1.     Comment rendre compte de la dynamique des inégalités économiques et sociales ?

  1. Les grandes tendances d’évolution des inégalités économiques depuis le début du XXe siècle

Objectif: Savoir décrire les grandes tendances d’évolution des inégalités économiques depuis le début du XXe siècle et savoir expliquer que les inégalités économiques et sociales présentent un caractère multiforme et cumulatif.

Sensibilisation

Personne n’aime attendre son tour, mais il suffit parfois de payer pour éviter de faire la queue. On sait depuis longtemps que, dans les restaurants huppés, un coquet pourboire glissé au maître d’hôtel est susceptible de raccourcir l’attente les soirs d’affluence : ces gratifications quasiment identiques à des bakchichs sont remises en

toute discrétion, aucune affichette placardée en vitrine n’annonçant que quiconque consent à donner un billet de 50 dollars au maître des lieux se verra aussitôt proposer une table. Ces dernières années, pourtant, la vente du droit de passer avant les autres est assez sortie de l’ombre pour être déjà devenue une pratique familière. […]

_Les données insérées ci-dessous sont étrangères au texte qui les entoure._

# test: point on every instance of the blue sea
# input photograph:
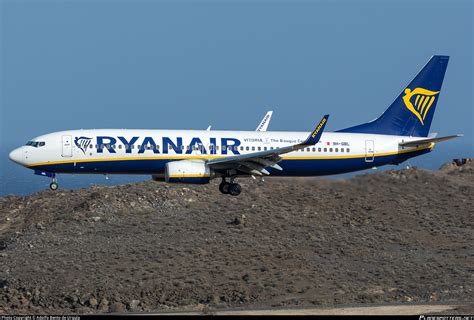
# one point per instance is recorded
(17, 180)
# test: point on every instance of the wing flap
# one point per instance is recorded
(256, 162)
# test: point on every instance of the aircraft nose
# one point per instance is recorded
(16, 156)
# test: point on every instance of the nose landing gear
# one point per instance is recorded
(231, 187)
(54, 185)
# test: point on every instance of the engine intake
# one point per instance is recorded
(188, 171)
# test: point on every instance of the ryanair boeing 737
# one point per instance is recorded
(197, 156)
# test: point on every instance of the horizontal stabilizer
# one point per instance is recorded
(416, 143)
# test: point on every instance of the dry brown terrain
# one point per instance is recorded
(387, 237)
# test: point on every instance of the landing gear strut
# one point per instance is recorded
(231, 188)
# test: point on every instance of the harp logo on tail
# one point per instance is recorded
(419, 101)
(82, 143)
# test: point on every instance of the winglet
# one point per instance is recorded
(314, 137)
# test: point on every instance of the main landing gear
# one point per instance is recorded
(231, 187)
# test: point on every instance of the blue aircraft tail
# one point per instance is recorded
(411, 113)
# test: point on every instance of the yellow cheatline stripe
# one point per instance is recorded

Les parcs d’attraction se sont mis à monnayer le droit de ne plus faire la queue. Naguère encore, les visiteurs des parcs les plus prisés pouvaient languir des heures devant un manège ou un Grand Huit, mais les Universal Studios Hollywood et d’autres parcs à thème proposent désormais de ne pas attendre : pour le double environ du prix d’entrée normal, ils vendent un passe qui propulse en tête de file. […] Certains observateurs mécontents […] regrettent […] que cette pratique sape une coutume salutaire – « Fini le temps où la queue du parc à thème était le grand égalisateur, révolus les jours où toute la famille en vacances attendait démocratiquement son tour ! », a écrit un commentateur.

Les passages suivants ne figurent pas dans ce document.